My view is that this is an issue between the kernel and initrd/systemd.
Switching the root is a delicate operation and both parts need to carefully
cooperate for it to work correctly.

I think it is generally sensible that systemd tries to terminate any remaining
processes started from the initrd. They would have troubles when the root is
switched under their hands anyway, unless they are specifically prepared for
it. Systemd only skips terminating kthreads and allows to exclude root storage
daemons. A modprobe helper could be excluded from being terminated too but the
problem with the root switch remains.

It looks to me that a good approach is to complete all running module loads
before switching the root and continue with any further loads after the
operation is done. Leaving module loads to udevd assures this, hence the idea
to use an auxiliary bus.

>> The module remains inserted but only some eth devices are initialized and
>> operational.
>
> <...>
>
>> One idea how to address this issue is to model the mlx4 drivers using an
>> auxiliary bus, similar to how the same conversion was already done in mlx5.
>> This leaves all module loads to udevd which better integrates with the systemd
>> processing and a load of mlx4_en doesn't get interrupted.
>>
>> My incomplete patches implementing this idea are available at:
>> https://github.com/petrpavlu/linux/commits/bsc1187236-wip-v1
>>
>> The rework turned out to be not exactly straightforward and would need more
>> effort.
>
> Right, I didn't see any ROI of converting mlx4 to aux bus.

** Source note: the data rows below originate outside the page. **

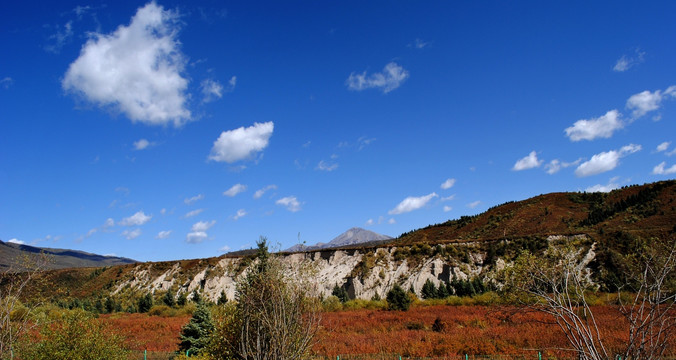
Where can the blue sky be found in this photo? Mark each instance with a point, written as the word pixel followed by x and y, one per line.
pixel 171 130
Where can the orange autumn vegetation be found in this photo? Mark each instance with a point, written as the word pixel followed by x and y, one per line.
pixel 474 330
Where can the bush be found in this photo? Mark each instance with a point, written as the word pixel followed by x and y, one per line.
pixel 75 335
pixel 398 299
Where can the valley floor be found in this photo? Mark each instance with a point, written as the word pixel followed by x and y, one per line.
pixel 473 330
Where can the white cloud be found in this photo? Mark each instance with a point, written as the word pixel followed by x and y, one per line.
pixel 137 219
pixel 196 237
pixel 528 162
pixel 556 165
pixel 473 204
pixel 601 127
pixel 142 144
pixel 211 90
pixel 192 213
pixel 625 62
pixel 612 185
pixel 389 79
pixel 605 161
pixel 193 199
pixel 646 101
pixel 131 234
pixel 661 170
pixel 663 146
pixel 412 203
pixel 202 225
pixel 448 184
pixel 290 202
pixel 260 192
pixel 240 213
pixel 6 82
pixel 234 190
pixel 326 166
pixel 163 234
pixel 136 69
pixel 241 143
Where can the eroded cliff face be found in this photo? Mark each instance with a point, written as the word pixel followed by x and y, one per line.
pixel 364 273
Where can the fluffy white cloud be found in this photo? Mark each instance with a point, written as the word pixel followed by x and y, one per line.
pixel 646 101
pixel 234 190
pixel 136 69
pixel 556 165
pixel 448 184
pixel 142 144
pixel 290 202
pixel 412 203
pixel 260 192
pixel 192 213
pixel 612 185
pixel 662 170
pixel 193 199
pixel 626 62
pixel 202 225
pixel 605 161
pixel 240 213
pixel 528 162
pixel 131 234
pixel 211 90
pixel 601 127
pixel 473 204
pixel 389 79
pixel 327 166
pixel 241 143
pixel 163 234
pixel 196 237
pixel 137 219
pixel 663 146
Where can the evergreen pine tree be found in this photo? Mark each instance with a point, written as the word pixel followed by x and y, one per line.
pixel 195 334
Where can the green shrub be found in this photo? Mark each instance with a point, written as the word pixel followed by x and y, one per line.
pixel 398 299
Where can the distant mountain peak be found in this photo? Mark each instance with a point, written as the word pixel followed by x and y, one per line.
pixel 352 236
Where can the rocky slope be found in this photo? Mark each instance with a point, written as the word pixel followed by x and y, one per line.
pixel 476 247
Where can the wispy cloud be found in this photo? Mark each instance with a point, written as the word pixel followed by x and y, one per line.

I see, but in case you and other maintainers are not immediately opposed to
this conversion idea, I could try to resolve remaining problems in my port and
see how it turns out?

>> I realize mlx4 is only used for ConnectX-3 and older hardware. I wonder then
>> if this kind of rework would be suitable and something to proceed with, or if
>> some simpler idea how to address the described issue would be better and
>> preferread.
>
> Will it help if you move mlx4_en to rootfs?

Yes, if mlx4 drivers are not in the initrd but only on the rootfs then this
issue is not present. A problem is that VM image templates have their initrd
typically generated as no-hostonly and so include all drivers. Some images
might also require that networking is already available in the initrd for
instance initialization and so must include these drivers.

Thanks,
Petr